Zweiter Hass-Punkt der angesprochene Phantom-Schaden: Ich wage ebenfalls zu behaupten, dass ein Raubkopierer nicht alles für Geld gekauft hätte, was er sich so kostenlos zieht. Es ist also in erster Linie ein „Mehr an Vergnügen“ bei ihm entstanden, dazu im gleichen Maße ein „Weniger an Gewinn“ anzunehmen ist unrealitstisch.

Persönlich sei noch angemerkt, dass ich „Donnie Darko“, „Hellboy“ und „Pan’s Labyrinth“ zuerst jeweils bei Freunden sah, aber nun alle drei Filme in der edelst möglichen Ausstattung hier herum stehen habe.

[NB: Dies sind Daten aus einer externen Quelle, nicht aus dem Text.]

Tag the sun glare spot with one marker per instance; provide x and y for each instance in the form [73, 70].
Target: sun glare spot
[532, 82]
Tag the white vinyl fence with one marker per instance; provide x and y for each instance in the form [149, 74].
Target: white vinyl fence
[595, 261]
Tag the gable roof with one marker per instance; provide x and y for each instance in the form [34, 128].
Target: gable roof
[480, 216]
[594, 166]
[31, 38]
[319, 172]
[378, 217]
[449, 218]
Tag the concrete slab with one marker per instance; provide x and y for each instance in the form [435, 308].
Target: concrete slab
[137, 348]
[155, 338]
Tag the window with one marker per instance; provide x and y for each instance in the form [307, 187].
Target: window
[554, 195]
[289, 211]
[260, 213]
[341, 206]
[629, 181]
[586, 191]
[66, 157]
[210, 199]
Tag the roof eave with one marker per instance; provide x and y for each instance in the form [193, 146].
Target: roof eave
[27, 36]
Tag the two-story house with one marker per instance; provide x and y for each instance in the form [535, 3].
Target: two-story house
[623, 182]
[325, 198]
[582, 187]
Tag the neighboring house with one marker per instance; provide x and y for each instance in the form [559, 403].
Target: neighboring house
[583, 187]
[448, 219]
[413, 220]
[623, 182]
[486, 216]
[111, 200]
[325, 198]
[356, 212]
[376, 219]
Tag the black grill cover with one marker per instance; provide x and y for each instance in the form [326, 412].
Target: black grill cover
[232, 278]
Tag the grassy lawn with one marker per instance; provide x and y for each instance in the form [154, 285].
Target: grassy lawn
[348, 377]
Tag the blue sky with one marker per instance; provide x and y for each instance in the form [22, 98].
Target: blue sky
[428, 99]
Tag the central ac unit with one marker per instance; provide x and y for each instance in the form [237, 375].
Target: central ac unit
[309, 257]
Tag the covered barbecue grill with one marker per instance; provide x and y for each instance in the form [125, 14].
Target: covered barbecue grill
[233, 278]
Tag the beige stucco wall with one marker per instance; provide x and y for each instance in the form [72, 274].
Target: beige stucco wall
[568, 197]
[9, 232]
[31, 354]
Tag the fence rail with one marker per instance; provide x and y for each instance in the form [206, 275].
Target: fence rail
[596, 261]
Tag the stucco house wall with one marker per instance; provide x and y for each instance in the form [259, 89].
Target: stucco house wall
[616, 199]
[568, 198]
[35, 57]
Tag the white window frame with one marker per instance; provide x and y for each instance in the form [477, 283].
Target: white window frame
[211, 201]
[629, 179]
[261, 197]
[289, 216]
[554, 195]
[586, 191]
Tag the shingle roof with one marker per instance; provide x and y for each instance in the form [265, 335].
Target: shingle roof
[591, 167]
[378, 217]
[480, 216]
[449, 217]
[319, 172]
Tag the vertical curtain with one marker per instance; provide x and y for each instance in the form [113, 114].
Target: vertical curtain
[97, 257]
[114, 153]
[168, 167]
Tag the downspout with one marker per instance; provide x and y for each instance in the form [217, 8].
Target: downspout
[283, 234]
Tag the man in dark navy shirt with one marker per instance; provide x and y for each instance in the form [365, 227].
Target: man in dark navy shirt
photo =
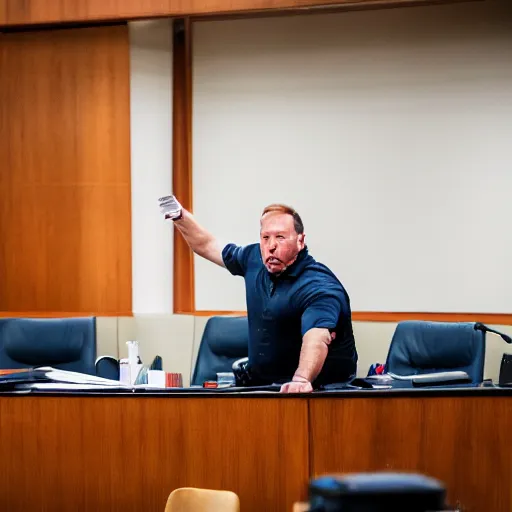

Sie konnten mich durch ihre Qualität überzeugen, dann will ich sie auch HABEN. Mit möglichst vielen Sprachen und Optionen, im bestmöglichen Design – und vor allem möchte ich DANN auch die Macher durch mein Geld unterstützen.

Jeff Kelly
Jeff Kelly

Gäbe es ein kommerzielles Video-On-Demand Portal mit einer ähnlich guten Auswahl an Filmen und Serien wie Piratebay, es gäbe viel weniger illegal getauschte Kopien.

Aber alle Angebote die sich heute auf dem Markt befinden kranken doch an den selben Makeln:

Fehlende Aktualität: Serien und Filme werden erst nach Wochen und Monaten ins Programm aufgenommen, man will sich ja die Erstvertriebswege Fernsehen und Kino nicht kaputt machen.

Äußerst eingeschränktes Programm: Selbst Hulu bietet nur die letzten paar Folgen an. Deutsche Angebote, wie Videoload oder Maxdome sind erst Recht ein Witz. 5000 Filme und Serien, kommt wieder wenn ihr ein Angebot habt.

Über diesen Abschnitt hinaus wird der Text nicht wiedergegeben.